Steam methane reforming is currently the most widely used process for hydrogen production in the United States. It is a highly endothermic reaction (requiring an external energy supply) that uses high-temperature steam to convert two stable molecules (methane to hydrogen) to the more reactive carbon monoxide gas:

CH4 + H2O → CO + 3H2(DH = -206 kJ/mol). (1)

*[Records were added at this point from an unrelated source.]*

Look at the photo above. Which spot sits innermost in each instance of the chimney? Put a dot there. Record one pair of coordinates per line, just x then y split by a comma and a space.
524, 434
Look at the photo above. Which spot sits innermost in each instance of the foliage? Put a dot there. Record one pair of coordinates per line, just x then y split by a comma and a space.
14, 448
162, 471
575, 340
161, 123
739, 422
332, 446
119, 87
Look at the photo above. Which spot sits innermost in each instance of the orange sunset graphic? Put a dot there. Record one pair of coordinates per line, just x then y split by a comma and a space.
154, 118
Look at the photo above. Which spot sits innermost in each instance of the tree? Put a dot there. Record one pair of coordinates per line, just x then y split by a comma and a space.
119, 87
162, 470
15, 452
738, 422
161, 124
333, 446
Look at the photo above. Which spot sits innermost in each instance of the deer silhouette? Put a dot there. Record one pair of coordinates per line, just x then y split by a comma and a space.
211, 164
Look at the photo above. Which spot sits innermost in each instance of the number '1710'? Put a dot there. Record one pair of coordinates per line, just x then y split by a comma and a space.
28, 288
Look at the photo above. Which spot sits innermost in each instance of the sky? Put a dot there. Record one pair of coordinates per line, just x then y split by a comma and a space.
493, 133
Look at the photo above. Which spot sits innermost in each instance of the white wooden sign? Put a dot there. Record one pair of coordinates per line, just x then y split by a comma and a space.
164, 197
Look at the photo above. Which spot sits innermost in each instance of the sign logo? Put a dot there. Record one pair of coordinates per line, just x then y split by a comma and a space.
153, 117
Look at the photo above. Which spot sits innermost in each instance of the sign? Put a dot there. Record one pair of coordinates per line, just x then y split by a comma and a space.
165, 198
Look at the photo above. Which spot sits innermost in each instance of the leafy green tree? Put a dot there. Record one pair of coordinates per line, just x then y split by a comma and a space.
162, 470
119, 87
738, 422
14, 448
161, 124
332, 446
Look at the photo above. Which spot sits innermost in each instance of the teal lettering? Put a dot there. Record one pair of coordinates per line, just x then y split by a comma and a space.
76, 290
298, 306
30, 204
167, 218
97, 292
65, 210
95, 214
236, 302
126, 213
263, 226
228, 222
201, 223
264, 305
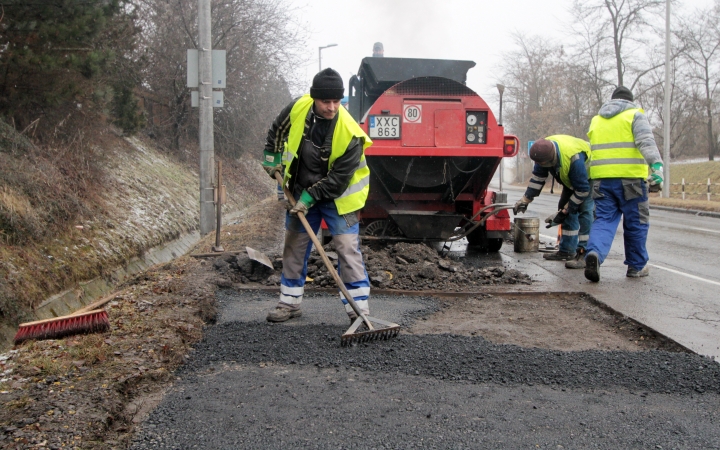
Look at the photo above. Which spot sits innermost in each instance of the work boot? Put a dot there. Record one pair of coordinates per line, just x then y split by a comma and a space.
592, 267
579, 261
559, 256
634, 273
281, 314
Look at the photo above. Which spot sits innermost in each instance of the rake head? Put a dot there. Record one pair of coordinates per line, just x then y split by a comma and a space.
388, 330
90, 322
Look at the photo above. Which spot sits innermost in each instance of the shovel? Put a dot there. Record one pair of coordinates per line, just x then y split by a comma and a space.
385, 330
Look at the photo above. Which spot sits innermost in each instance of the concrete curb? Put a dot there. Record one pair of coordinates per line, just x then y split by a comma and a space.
694, 212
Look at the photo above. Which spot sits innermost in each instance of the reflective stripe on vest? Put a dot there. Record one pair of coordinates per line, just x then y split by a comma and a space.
613, 150
346, 128
569, 148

Widescale adoption of this process is currently hindered by challenges in capital costs and operation and maintenance costs of the steam methane reforming process. As their costs preclude the usage of highly-active, stable noble metal catalysts on the industrial scale, nickel is the most widely-used catalyst today. However, conversion efficiencies of nickel catalysts are not as high as their noble metal counterparts, and their performance is severely hindered by coking, ultimately leading to encapsulation and deactivation of the catalyst. There are unexplored opportunities in the design of oxide-supported metal catalysts for steam methane reforming. Amongst the class of oxides considered as catalytic support layers, ferroelectric oxides are currently receiving attention on account of their switchable polarization, which may offer routes to dynamic control over surface chemistry and chemical reactions. If successful, the development of high-efficiency catalysts based on this approach will provide a strong incentive to develop on-site infrastructures to capture and convert natural gas into products useful for society.

Methods & Results

In the first year of this program, we have carried out first principles electronic structure calculations to trace the steam methane reforming reaction taking place on exposed nickel surfaces that are supported by ferroelectric oxide substrates. Some of the most exciting highlights of our work from the previous year are:

  • Simulation of nickel surfaces interfaced with barium titanate ferroelectric layers for both positive and negatively polarized support layer. Our simulations have revealed the energetically preferred orientation of layers of nickel catalyst interfaced with the ferroelectric material BaTiO3, for the case of positively and negatively polarized BaTiO3. This orientation is shown in Fig. 1 (for the case of positive polarization).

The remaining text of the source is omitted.